Forests have the potential for reducing 5 gigatonnes of emissions, says delegates
Discussions on integrated policies on sustainable forest management (SFM) and energy to meet the United Nations-mandated Sustainable Development Goals (SDG) took centre stage on the fourth day of the United Nations Forum on Forests (UNFF18).
The delegates at the eighteenth session of UNFF18, held from May 8-12, 2023, in New York, discussed the contributions of SFM to energy, livelihoods and the SDGs.
Sheam Satkuru, executive director of the International Tropical Timber Organization, emphasised its mandate to practice SFM in tropical regions. Satkuru stressed on ensuring sustainable sourcing of tropical timber.
The increased use of bioenergy since 2013 has added pressure on forests, said Satkaru. Over five billion people across the world benefit from non-timber forest products, of which forest ecosystems provide 55 per cent of renewable energy requirements, Zhimin Wu, forestry director of the Food and Agriculture Organization (FAO), highlighted.
Over two billion people cook food, while 33 million are directly employed in the forestry sector. Industrially harvested trees that become wood residue contribute to a significant source of bioenergy, Wu said.
Forests have the potential for reducing five gigatonnes of emissions, Mirey Atallah, head of UNEP’s Nature for Climate branch, said, citing the findings of the Emissions Gap Report. Demand sets the carbon market prices rather than the supply of forest goods, Atallah said.
During the session, Saudi Arabia stressed on the need to prevent forest fires and urban expansion that encroaches on forests. Sharing concerns on wildfires and the problems associated with current forest certification schemes, India presented a case of a UNFF country-led initiative on long-term SFM.
Suriname, claiming to be the most forested and carbon-negative country, shared its experience of how economic pressure has impacted its green cover and environmental policies. The country committed to 23 per cent of net energy from renewable sources by 2025 and is going carbon neutral by 2060.
Stressing their commitment to various forest conservation measures, such as SFM, REDD+, forest planning and certification, Congo and the Dominican Republic called for strategies to reduce pressures on natural forests and simultaneously improve livelihoods as it has a heavy dependency on fuelwood.
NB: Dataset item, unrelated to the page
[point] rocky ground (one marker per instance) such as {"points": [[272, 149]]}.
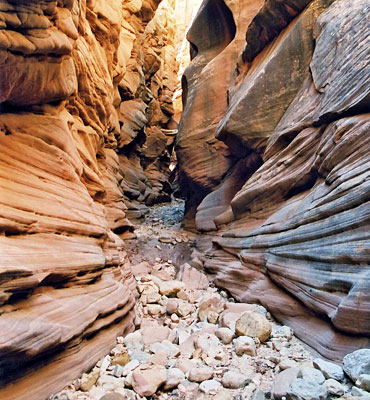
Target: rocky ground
{"points": [[195, 342]]}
Countries such as Zhimin and Satkuru suggested replacing plastic sticks with residues of compacted bamboo or sawdust to produce briquettes and pellets. China claimed to have generated 41.32 gigawatts of power through wood biomass which would enable it to achieve carbon neutrality before 2030.
However, some countries disagreed and raised their concerns. Wood energy is exhaustible and releases carbon, said Morocco. Australia shared its stance, saying that many species depend on fire for germination and informed on mechanical fuel load reduction trials. Wood residue markets should be made financially feasible, the country added.
Wu stressed for integrated and innovative approaches to transition towards agro-food and agroforestry.